Critical oxygen tension in rat brain: A combined ³¹P-NMR and EPR oximetry study

The relationship between cerebral interstitial oxygen tension (Pt(O₂)) and cellular energetics was investigated in mechanically ventilated, anesthetized rats during progressive acute hypoxia to determine whether there is a 'critical' brain Pt(O₂) for maintaining steady-state aerobic metabolism. Cerebral Pt(O₂), measured by electron paramagnetic resonance oximetry, decreased proportionately to inspired oxygen fraction. ³¹P-nuclear magnetic resonance measurements revealed no changes in P(i), phosphocreatine (PCr)/P(i) ratio, or intracellular pH when arterial blood oxygen tension (Pa(O₂)) was reduced from 145.1 ± 11.7 to 56.5 ± 4.4 mmHg (means ± SE). Intracellular acidosis, a sharp rise in P(i), and a decline in the PCr/P(i) ratio developed when Pa(O₂) was reduced further to 40.7 ± 2.3 mmHg.
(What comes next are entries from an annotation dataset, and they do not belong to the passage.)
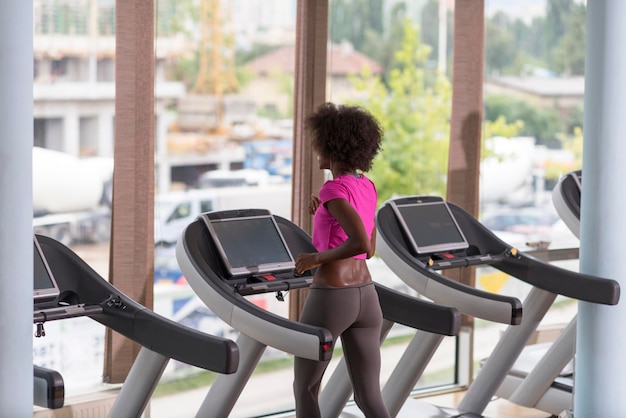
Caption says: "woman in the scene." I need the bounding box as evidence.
[294,103,389,418]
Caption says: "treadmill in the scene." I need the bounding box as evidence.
[377,196,619,416]
[476,170,582,415]
[176,209,460,417]
[33,235,239,418]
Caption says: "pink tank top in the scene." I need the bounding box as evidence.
[313,174,378,259]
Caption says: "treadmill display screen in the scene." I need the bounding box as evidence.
[202,214,295,277]
[390,200,468,254]
[33,236,59,304]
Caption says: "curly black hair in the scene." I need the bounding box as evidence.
[304,103,383,171]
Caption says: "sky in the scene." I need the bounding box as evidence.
[485,0,546,22]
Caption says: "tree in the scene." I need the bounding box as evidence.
[551,4,587,75]
[352,20,452,202]
[329,0,383,52]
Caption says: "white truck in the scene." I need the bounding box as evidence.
[33,147,113,245]
[154,184,291,245]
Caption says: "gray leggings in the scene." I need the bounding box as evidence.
[293,283,389,418]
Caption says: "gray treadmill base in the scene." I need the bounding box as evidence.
[339,399,487,418]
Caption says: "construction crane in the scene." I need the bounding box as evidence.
[191,0,238,132]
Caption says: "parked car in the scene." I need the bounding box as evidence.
[480,207,559,246]
[154,247,187,285]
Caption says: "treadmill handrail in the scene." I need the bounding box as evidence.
[38,236,239,374]
[448,203,620,305]
[375,283,461,336]
[376,204,522,325]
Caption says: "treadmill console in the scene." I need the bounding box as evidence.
[388,196,517,270]
[199,209,315,296]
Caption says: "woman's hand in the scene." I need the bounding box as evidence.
[309,194,321,215]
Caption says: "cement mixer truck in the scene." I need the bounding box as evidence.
[33,147,113,245]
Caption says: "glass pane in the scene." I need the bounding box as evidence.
[33,0,115,397]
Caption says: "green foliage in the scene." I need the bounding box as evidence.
[485,0,587,75]
[329,0,384,51]
[485,95,562,145]
[351,20,452,202]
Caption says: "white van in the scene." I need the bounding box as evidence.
[154,184,291,245]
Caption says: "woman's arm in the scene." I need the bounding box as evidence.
[296,198,368,273]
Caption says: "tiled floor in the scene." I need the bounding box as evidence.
[423,392,551,418]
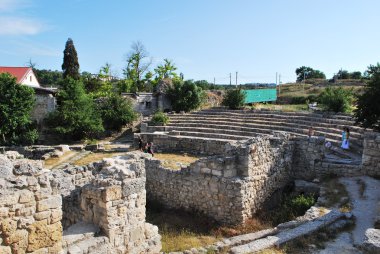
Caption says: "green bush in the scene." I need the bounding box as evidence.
[0,73,38,145]
[319,87,354,112]
[47,78,104,140]
[167,79,205,112]
[98,94,137,131]
[151,111,169,125]
[222,88,246,109]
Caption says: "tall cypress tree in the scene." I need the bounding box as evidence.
[62,38,80,80]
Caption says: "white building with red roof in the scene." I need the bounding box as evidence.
[0,66,41,87]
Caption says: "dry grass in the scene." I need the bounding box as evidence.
[254,104,308,112]
[257,247,286,254]
[44,151,78,169]
[154,153,199,170]
[73,153,126,166]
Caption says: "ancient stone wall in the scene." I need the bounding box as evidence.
[362,132,380,176]
[80,154,161,254]
[292,137,328,180]
[134,132,237,155]
[0,152,62,253]
[32,93,56,125]
[51,163,100,229]
[145,137,293,224]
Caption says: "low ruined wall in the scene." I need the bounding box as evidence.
[80,154,161,254]
[51,163,99,229]
[362,132,380,177]
[134,133,236,155]
[145,137,293,224]
[292,137,329,180]
[0,153,62,253]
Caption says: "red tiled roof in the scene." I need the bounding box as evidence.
[0,66,31,83]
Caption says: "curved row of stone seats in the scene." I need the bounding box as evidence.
[168,117,362,140]
[148,109,364,151]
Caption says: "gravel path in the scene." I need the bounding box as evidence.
[314,176,380,254]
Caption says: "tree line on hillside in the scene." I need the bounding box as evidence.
[0,39,380,145]
[296,66,370,82]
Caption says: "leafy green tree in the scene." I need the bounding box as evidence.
[47,78,104,140]
[154,59,178,81]
[98,94,137,131]
[123,41,152,91]
[167,79,205,112]
[354,63,380,131]
[0,73,38,145]
[319,87,354,112]
[296,66,326,82]
[62,38,80,80]
[222,88,246,109]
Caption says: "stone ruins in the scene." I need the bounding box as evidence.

The corresponding Pt(O₂) values were 15.1 ± 1.8, 8.8 ± 0.4, and 6.8 ± 0.3 mmHg. We conclude that over a range of decreasing oxygen tensions, cerebral oxidative metabolism is not sensitive to oxygen concentration. Oxygen becomes a regulatory substrate, however, when Pt(O₂) is decreased to a critical level.